In the system of Racism (White Supremacy) these kinds of comments are to be expected from descendants of slaves who are still enslaved themselves and are ignorant and confused. Lil Wayne—victim of Racism (White Supremacy)—is ignorant and confused like all Black people (including all of us here at COBRA) and should not be picked on, or called names, or ridiculed by other Black people.
Racism does exist: Lil Wayne’s own existence is all the proof that’s needed. What was Lil Wayne’s living space like growing up: what did it look like, what were his neighbors like, was there violence, was there a lot of desperation? What was his family’s net worth at the time of his birth? What did he learn in school: was there any focus on solving his biggest problem (racism) or did he just learn how to be tolerable for and how to take orders from White people?
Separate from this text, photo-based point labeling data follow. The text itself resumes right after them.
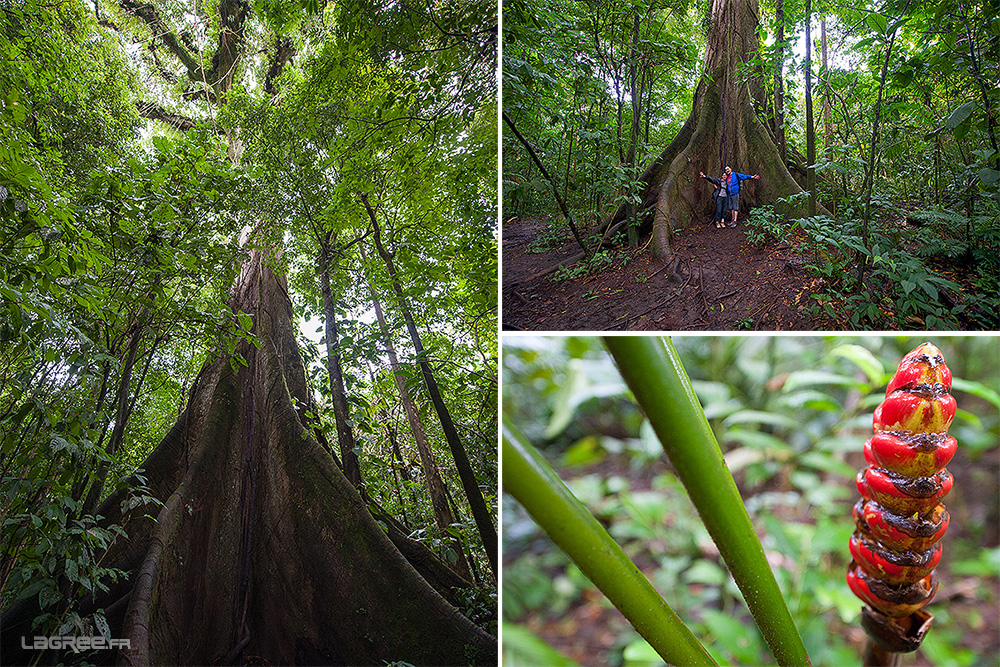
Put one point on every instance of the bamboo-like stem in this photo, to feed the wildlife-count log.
(656, 376)
(533, 483)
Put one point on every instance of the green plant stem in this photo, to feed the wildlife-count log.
(656, 376)
(533, 483)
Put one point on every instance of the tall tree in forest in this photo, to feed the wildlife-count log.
(827, 94)
(480, 513)
(258, 519)
(435, 486)
(779, 80)
(722, 129)
(239, 538)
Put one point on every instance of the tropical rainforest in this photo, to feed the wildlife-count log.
(248, 332)
(873, 128)
(791, 415)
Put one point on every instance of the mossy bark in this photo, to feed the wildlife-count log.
(723, 129)
(263, 551)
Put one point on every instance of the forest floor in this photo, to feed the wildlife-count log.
(722, 283)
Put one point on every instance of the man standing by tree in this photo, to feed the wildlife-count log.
(732, 180)
(719, 199)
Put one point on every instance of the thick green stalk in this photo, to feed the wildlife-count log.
(654, 373)
(534, 484)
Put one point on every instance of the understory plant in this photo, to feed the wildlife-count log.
(787, 413)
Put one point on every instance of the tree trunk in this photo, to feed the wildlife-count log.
(635, 93)
(435, 486)
(263, 551)
(480, 513)
(345, 436)
(674, 196)
(779, 82)
(827, 123)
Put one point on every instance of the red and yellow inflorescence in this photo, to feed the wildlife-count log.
(900, 519)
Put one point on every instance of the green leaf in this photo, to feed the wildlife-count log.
(959, 115)
(876, 22)
(989, 176)
(863, 358)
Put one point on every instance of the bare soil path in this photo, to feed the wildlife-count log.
(721, 283)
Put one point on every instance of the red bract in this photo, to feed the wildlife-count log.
(900, 519)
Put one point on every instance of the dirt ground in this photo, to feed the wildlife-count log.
(722, 283)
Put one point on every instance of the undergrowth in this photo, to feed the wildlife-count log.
(901, 289)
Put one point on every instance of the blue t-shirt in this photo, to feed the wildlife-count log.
(733, 186)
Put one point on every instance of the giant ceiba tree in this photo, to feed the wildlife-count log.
(260, 550)
(263, 551)
(725, 127)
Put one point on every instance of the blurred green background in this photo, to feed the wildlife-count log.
(791, 414)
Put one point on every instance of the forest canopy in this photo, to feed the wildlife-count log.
(154, 158)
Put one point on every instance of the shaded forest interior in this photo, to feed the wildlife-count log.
(874, 130)
(248, 332)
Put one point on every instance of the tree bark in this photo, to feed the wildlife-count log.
(263, 551)
(443, 516)
(555, 188)
(779, 82)
(480, 513)
(810, 126)
(345, 435)
(674, 196)
(827, 123)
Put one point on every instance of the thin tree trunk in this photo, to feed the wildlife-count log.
(121, 416)
(636, 96)
(779, 91)
(435, 486)
(827, 122)
(862, 258)
(345, 435)
(555, 190)
(480, 513)
(810, 128)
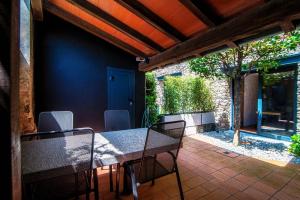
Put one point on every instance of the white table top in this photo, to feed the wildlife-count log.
(58, 156)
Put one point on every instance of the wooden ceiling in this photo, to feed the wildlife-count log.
(168, 31)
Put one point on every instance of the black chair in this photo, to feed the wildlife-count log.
(115, 120)
(78, 179)
(156, 162)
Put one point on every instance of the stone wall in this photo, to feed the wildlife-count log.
(26, 102)
(220, 89)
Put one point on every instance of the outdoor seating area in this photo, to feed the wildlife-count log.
(207, 174)
(150, 99)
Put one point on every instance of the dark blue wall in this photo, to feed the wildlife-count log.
(70, 72)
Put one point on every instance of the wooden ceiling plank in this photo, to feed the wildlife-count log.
(150, 17)
(37, 9)
(251, 23)
(92, 29)
(114, 22)
(231, 44)
(202, 12)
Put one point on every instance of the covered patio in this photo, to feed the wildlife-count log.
(91, 56)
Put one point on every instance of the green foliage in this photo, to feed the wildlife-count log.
(295, 146)
(186, 94)
(200, 96)
(151, 97)
(262, 55)
(172, 95)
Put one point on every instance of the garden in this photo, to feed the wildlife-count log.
(191, 95)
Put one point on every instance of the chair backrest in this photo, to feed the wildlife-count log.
(162, 145)
(115, 120)
(55, 121)
(75, 147)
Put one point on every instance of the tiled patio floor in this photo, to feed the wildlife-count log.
(208, 174)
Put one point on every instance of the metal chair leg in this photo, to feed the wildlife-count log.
(133, 183)
(153, 171)
(118, 180)
(76, 186)
(96, 190)
(178, 180)
(125, 183)
(111, 184)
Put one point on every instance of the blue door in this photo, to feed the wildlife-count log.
(121, 90)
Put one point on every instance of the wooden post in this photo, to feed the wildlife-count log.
(14, 100)
(259, 104)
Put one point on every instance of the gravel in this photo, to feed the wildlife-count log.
(255, 146)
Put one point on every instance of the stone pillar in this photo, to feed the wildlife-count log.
(297, 99)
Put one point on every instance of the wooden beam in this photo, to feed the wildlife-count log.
(250, 23)
(92, 29)
(202, 11)
(37, 9)
(114, 22)
(14, 101)
(287, 26)
(150, 17)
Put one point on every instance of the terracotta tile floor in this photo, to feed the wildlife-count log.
(207, 174)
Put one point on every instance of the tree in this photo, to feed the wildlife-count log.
(150, 98)
(236, 63)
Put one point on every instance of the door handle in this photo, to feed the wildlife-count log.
(130, 102)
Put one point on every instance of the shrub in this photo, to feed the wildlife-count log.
(201, 98)
(151, 97)
(186, 94)
(172, 95)
(295, 146)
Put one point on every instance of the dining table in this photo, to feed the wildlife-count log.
(47, 158)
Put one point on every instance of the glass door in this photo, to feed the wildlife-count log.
(278, 103)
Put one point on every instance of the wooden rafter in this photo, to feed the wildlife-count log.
(37, 9)
(147, 15)
(201, 10)
(92, 29)
(251, 23)
(114, 22)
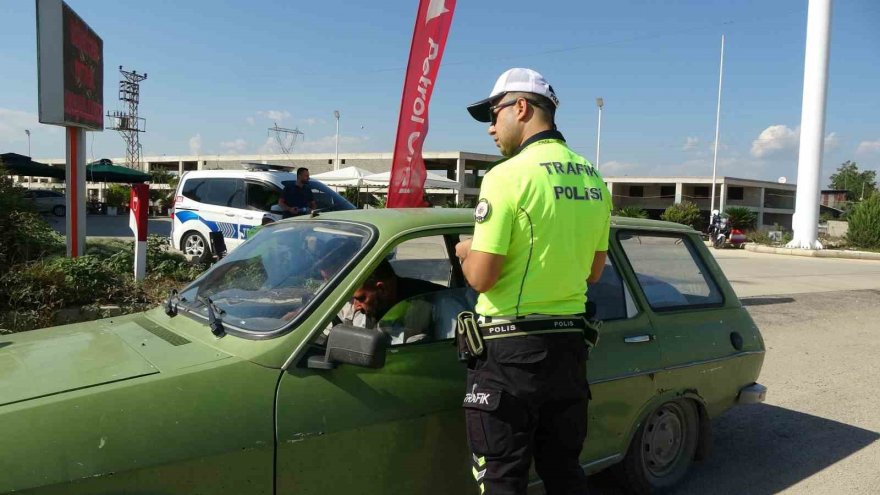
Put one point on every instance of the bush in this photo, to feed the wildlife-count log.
(741, 218)
(864, 224)
(631, 212)
(686, 213)
(25, 235)
(118, 195)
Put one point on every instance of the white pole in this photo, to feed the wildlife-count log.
(336, 162)
(600, 103)
(717, 127)
(806, 212)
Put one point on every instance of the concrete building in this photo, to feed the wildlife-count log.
(464, 167)
(773, 202)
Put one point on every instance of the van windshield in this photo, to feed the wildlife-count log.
(269, 281)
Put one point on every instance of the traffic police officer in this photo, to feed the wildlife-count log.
(541, 234)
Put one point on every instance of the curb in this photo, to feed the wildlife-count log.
(823, 253)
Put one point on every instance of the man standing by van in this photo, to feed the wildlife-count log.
(297, 198)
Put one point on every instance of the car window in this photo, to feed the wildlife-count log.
(261, 196)
(424, 258)
(669, 270)
(274, 278)
(219, 191)
(609, 298)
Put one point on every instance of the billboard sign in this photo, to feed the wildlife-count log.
(70, 64)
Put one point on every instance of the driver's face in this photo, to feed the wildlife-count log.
(370, 300)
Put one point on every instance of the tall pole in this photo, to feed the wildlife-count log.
(806, 212)
(717, 127)
(336, 162)
(599, 103)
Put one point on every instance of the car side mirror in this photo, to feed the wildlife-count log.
(352, 345)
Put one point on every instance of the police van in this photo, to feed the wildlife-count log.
(231, 202)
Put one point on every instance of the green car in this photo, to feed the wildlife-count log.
(247, 382)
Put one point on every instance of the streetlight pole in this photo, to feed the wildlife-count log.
(336, 162)
(599, 103)
(717, 122)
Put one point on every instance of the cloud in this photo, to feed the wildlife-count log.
(868, 147)
(347, 144)
(275, 115)
(237, 146)
(774, 140)
(690, 143)
(780, 140)
(615, 168)
(832, 142)
(195, 145)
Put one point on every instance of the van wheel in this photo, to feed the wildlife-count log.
(662, 449)
(194, 244)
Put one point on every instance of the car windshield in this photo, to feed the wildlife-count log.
(271, 279)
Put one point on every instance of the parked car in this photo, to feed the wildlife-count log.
(244, 383)
(47, 200)
(232, 202)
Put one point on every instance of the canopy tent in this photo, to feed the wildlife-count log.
(348, 176)
(104, 170)
(17, 164)
(432, 181)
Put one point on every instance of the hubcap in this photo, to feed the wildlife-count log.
(663, 439)
(194, 245)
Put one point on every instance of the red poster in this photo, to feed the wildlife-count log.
(407, 188)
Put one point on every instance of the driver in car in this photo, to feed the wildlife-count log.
(375, 305)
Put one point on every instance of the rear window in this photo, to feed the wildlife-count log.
(219, 192)
(669, 270)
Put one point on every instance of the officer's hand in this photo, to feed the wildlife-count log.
(462, 249)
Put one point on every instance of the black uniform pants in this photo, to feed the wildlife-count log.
(527, 397)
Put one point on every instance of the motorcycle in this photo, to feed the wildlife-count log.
(722, 234)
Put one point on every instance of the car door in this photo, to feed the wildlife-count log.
(259, 198)
(398, 429)
(222, 207)
(621, 367)
(699, 323)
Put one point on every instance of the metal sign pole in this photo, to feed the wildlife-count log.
(76, 188)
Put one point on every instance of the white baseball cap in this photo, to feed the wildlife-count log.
(513, 80)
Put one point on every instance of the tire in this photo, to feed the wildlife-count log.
(662, 450)
(194, 244)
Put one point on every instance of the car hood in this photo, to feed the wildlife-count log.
(50, 361)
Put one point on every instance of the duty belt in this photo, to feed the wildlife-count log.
(471, 333)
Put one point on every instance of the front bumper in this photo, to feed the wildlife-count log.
(752, 394)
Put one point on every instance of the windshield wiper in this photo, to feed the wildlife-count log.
(171, 303)
(215, 322)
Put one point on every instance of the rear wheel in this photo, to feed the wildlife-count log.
(662, 449)
(194, 244)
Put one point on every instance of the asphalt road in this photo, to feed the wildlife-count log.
(818, 431)
(115, 226)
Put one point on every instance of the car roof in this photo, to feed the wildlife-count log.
(403, 219)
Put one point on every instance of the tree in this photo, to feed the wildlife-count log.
(686, 213)
(858, 185)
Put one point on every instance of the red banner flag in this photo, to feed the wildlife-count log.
(407, 189)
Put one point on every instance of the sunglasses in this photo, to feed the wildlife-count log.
(494, 109)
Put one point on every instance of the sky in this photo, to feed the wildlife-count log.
(221, 73)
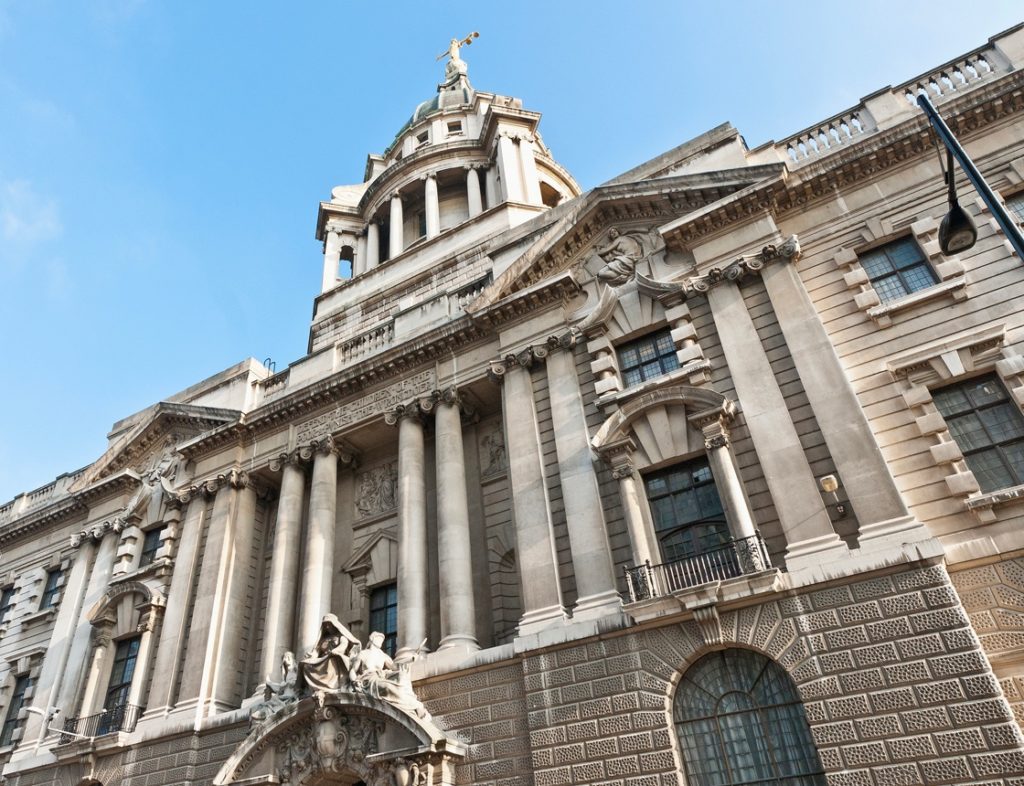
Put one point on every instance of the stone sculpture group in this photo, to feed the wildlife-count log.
(338, 663)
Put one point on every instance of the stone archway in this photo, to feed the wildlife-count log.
(348, 739)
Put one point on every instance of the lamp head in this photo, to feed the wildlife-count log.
(956, 232)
White people have always gotten enjoyment out of watching niggers entertain—in his book Narratives of a Slave, Frederick Douglass gives an extensive account on how slaves were encouraged to sing, jump, and dance for White people on the weekends in order to blow off steam so that on Monday mornings they were once again ready to work. Lil Wayne’s predominantly White audiences proves racism: White people have always enjoyed watching their niggers entertain them.
Ask yourself why are they there? What’s the enjoyment their getting from watching a victim of Racism (White Supremacy) make a tragic spectacle of himself? It’s the same enjoyment millions of White people get everyday watching repeated coverage of Black suffering and tragedy in the news; for instance, the millions of White people who watch the continuous coverage of Black people being killed by racist police officers. Lil Wayne—with his tattoos of sorrow and self-destructive lyrics that perpetuates Racism (White Supremacy)—satisfies White people’s appetite for watching Black suffering and tragedy.